By the new standards of mothering, my mother was a bust. Given the number of times I got lost when I was young, she might even be termed neglectful. There's only one problem with that conclusion. It's dead wrong. My mother was great at what she did. Don't misunderstand: she didn't sit on the floor and help us build with our Erector sets, didn't haul us from skating rink to piano lessons. She couldn't even drive. But where she was always felt like a safe place.

The idea that that's enough is a tough sell in our

current culture, and not simply because if one of my kids had been found wandering far from our home there would have been a caseworker and a cop at the door. We live in a perfection society now, in which it is possible to make our bodies last longer, to manipulate our faces so the lines of laughter and distress are wiped out. We believe in the illusion of control, and nowhere has that become more powerful--and more pernicious--than in the phenomenon of manic motherhood. What the child-care guru D. W. Winnicott once called "the ordinary devoted mother" is no longer good enough. Instead there is an ober-mom who bounces from soccer field to school fair to play date until she falls into bed at the end of the day, exhausted, her life somewhere between the Stations of the Cross and a decathlon.

A perfect storm of trends and events contributed to this. One was the teeter-totter scientific argument of nature versus nurture. When my mother was raising kids, there was a sub rosa assumption that they were what they were. The smart one. The sweet one. Even the bad one. There was only so much a mother could do to mold the clay she'd been dealt.
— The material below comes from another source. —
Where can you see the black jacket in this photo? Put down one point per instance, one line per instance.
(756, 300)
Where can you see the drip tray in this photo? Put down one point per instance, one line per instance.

But as I became a mother, all that was changing. Little minds, we learned from researchers, were infinitely malleable, even before birth. Don't get tense: tense moms make tense infants. (That news'll make you tense!) In a prenatal exercise class, I remember lying on the mat working on what was left of my stomach muscles, listening to the instructor repeating, "Now hug your baby." If I had weak abs, did that mean my baby went unhugged? Keeping up with the Joneses turned into keeping up with the Joneses' kids. Whose mothers, by the way, lied. I now refuse to believe in 9-month-olds who speak in full sentences. But I was more credulous, and more vulnerable, when I had a 9-month-old myself.